In Texas, the marital residence is often one of the most valuable assets that a couple owns. As such, determining who will keep the residence in the event of a divorce can be a contentious issue. In this article, we will explore the legal considerations that go into determining who keeps the marital residence in a Texas divorce.
The first step in determining who will keep the marital residence is to identify whether the property is considered separate or community property. In Texas, property that is acquired by a couple during the course of their marriage is considered community property, while property that is acquired before the marriage or through gift or inheritance is considered separate property.
If the marital residence is considered community property, it will be divided between the spouses in a manner that is deemed just and right by the court. This is typically done through a process known as equitable distribution. In determining how to divide the property, the court will consider a variety of factors such as the length of the marriage, the earning capacity of each spouse, and the needs of any children involved.
In cases where one spouse has a stronger claim to the marital residence, the court may award the residence to that spouse. This can happen if the spouse has been the primary caregiver for the children, if the spouse has a disability, or if the spouse has a lower earning capacity than the other.
If the marital residence is considered separate property, it will typically remain with the spouse who owns it.

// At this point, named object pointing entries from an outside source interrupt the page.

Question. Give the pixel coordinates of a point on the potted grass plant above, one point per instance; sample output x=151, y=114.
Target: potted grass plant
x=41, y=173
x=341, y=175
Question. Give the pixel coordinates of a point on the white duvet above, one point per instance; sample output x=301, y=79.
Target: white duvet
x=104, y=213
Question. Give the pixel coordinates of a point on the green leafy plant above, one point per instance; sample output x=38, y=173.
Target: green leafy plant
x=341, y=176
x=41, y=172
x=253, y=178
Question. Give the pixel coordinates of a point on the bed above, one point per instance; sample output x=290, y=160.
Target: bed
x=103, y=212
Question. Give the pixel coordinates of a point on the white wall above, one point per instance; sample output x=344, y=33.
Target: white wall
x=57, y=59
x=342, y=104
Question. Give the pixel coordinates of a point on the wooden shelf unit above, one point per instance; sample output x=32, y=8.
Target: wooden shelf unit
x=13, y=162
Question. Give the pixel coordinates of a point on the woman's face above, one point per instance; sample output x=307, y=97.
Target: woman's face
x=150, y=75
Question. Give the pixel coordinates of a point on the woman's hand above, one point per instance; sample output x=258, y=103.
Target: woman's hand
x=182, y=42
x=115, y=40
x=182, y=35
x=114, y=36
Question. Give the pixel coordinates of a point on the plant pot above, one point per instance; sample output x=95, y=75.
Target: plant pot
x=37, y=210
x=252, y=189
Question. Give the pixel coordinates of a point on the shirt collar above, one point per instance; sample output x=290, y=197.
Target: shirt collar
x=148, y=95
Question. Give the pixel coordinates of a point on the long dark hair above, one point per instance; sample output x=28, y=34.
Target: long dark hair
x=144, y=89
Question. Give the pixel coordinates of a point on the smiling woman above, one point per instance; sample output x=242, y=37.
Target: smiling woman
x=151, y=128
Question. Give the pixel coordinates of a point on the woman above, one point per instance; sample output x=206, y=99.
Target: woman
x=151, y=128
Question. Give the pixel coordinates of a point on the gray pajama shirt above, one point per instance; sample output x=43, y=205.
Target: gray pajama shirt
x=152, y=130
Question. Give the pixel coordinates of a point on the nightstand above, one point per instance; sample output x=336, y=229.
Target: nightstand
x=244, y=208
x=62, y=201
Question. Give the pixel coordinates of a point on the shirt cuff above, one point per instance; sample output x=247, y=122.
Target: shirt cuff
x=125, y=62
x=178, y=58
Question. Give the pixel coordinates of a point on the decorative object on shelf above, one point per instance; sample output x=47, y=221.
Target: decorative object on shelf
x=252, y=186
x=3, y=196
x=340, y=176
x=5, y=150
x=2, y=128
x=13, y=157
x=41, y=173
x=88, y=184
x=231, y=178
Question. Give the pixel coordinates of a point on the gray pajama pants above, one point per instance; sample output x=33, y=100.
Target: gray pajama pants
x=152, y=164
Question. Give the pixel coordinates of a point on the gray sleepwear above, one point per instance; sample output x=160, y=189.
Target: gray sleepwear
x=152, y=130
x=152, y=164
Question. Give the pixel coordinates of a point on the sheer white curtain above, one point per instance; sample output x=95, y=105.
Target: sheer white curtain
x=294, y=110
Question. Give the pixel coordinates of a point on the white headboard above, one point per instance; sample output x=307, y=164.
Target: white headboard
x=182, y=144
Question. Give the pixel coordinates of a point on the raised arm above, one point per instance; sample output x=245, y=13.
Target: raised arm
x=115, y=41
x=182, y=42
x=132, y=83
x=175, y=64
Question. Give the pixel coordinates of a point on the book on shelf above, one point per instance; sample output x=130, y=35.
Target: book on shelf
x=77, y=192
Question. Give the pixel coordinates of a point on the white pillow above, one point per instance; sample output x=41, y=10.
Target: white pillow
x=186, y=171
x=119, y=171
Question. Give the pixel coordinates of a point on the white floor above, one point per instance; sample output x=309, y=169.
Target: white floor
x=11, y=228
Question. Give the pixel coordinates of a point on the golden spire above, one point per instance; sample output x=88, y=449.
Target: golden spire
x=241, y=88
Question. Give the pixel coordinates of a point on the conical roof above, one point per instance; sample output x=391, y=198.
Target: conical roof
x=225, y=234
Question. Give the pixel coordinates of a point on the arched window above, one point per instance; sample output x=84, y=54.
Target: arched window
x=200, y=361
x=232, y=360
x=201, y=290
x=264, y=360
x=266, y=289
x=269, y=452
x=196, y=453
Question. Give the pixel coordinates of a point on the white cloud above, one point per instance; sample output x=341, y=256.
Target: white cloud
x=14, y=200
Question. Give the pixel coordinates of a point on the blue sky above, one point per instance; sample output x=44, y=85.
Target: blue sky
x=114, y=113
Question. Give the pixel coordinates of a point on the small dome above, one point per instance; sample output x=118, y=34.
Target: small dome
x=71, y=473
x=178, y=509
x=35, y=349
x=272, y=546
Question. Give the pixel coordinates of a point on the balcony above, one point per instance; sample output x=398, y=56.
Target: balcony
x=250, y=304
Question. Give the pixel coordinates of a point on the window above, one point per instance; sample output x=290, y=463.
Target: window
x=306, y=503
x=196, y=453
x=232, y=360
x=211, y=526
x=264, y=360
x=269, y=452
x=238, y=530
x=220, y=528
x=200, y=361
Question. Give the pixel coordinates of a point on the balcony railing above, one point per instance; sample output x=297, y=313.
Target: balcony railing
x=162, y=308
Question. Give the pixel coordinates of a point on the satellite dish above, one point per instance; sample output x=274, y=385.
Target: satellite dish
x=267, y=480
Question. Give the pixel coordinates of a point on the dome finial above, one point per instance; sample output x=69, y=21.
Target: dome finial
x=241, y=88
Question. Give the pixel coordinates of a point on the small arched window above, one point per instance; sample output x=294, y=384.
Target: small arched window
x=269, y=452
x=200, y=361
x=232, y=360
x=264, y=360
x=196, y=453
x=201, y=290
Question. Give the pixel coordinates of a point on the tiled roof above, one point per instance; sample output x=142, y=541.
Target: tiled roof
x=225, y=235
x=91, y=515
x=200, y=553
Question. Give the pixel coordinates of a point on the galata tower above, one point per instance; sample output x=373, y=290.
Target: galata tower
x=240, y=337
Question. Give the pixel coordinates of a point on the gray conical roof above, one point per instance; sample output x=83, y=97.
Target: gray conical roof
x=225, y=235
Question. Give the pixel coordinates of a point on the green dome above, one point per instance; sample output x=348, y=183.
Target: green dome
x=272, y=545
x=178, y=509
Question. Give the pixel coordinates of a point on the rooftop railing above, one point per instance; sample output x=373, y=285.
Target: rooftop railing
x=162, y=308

However, if the other spouse can prove that they contributed to the property during the marriage, they may be entitled to a portion of the property.
In some cases, the couple may choose to keep the marital residence and continue living in it after the divorce. This is known as a “divorce in place,” and it can be an attractive option for couples with children who want to minimize the disruption to their lives. However, this option may not be feasible if the couple is unable to co-parent effectively or if there is a history of domestic violence.
In conclusion, determining who will keep the marital residence in a Texas divorce can be a complex process. Factors such as whether the property is considered separate or community property, the length of the marriage, and the needs of any children involved will all be considered by the court. It is always best to consult with a divorce attorney before making any decisions about the marital residence.